Russia has moved closer to commercial production of a military transport aircraft that will rival the Boeing C-17 Globemaster.
A demonstration flight of the upgraded Ilyushin-76 airlifter took place as President Vladimir Putin looked on late last week.
Russia has been working toward domestic production of an improved version of the airliner ever since it concluded in 2005 that efforts to assemble it in Uzbekistan had failed.
Following the flight Thursday, the Defense Ministry signed a contract with the plane-maker, United Aircraft Corp., to buy 39 craft worth 140 billion rubles ($4.5 billion).
Putin described the agreement as the biggest single deal for the Russian aircraft industry since the Soviet break-up, and he noted that only the United States manufactured similar airlifters.
"Incidentally, no other country, as a matter of fact, except us and our American partners, produces this type of machine for now," he said at an industry meeting in Ulyanovsk.

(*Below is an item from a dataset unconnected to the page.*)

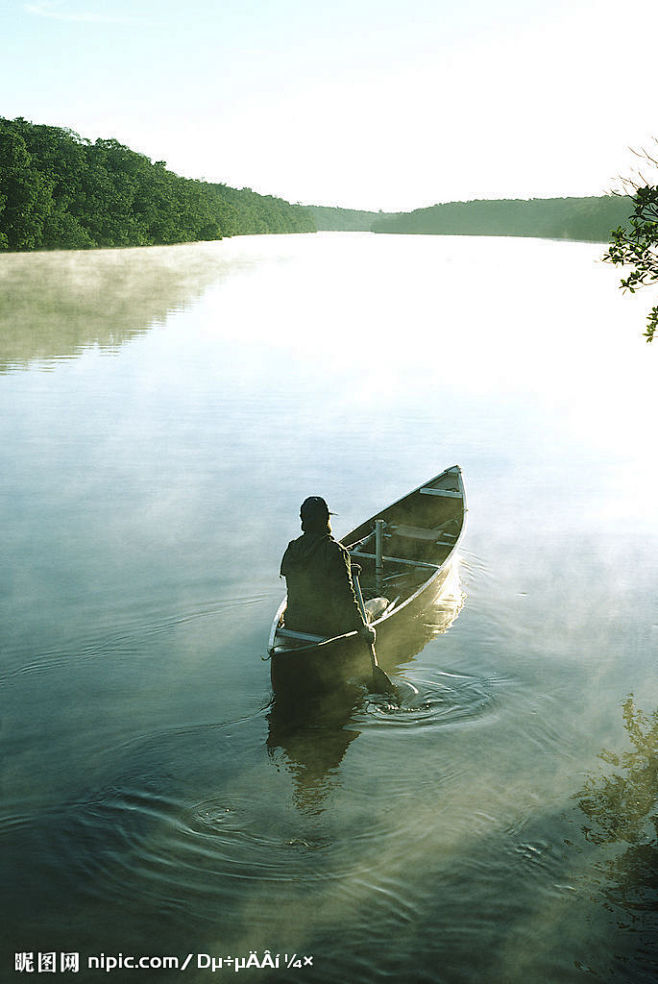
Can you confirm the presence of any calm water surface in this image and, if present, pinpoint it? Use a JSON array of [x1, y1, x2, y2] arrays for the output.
[[0, 234, 658, 984]]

Previously, one of the biggest contracts for Russian airliners came from Aeroflot, which placed a firm order for 30 Sukhoi Superjets, estimated to be worth more than $820 million.
The new Ilyushin-76, officially referred to as Ilyushin-476 or Ilyushin-76MD-90A, is 1.5 meters longer than its predecessor and has a larger airlift capacity, more energy-efficient Russian engines, a digital dashboard and better wings. It can also fly longer distances.

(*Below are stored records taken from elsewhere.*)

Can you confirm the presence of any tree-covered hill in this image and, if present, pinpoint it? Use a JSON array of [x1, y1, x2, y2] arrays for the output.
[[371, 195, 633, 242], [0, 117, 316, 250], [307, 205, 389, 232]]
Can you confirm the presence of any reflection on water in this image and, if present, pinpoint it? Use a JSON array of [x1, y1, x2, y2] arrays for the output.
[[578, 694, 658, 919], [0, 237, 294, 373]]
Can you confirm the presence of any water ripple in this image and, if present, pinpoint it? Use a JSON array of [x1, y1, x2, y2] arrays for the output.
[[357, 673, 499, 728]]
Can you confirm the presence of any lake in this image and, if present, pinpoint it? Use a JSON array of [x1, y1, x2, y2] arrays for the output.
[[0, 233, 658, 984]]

The Defense Ministry is using Ilyushin-76s that are at least 20 years old and whose service life is on the verge of expiring, said Vasily Kashin, an expert at the Center for the Analysis of Strategies and Technologies, a research institution.
The government, including the Emergency Situations Ministry, the Interior Ministry, the Transportation Ministry, the Federal Security Service and the presidential administration, will order a further 100 of the planes to be delivered by 2020, said Sergei Ivanov, the Kremlin chief of staff. The airliner is convertible into a firefighting plane or a flying clinic, he said.
Additional orders could come from the country's private cargo companies. Ivanov said Ilyushin-76s are widely used commercially for shipping flowers to Moscow — presumably from the Netherlands — seafood from the Far East and salmon from Norway.
Russia decided to move production to Ulyanovsk after it had to cancel a contract with China for the airliners because the plant in Tashkent, Uzbekistan, couldn't assemble them, Kashin said. United Aircraft Corp. will use its Aviastar-SP unit in Ulyanovsk to produce the aircraft.
Ivanov said China and India could still be interested in a deal.
The newer Ilyushin-76s will begin rolling off the line in 2014, the Defense Ministry said.
Kashin said the United States is politically finicky about its arms exports, leaving the door open for Russia to export to countries like China.
China is developing its own airlifter of a similar class, the Y-20, but still has a long way to go, Kashin said.
Boeing exported some of its C-17's to Britain and the United Arab Emirates earlier this year.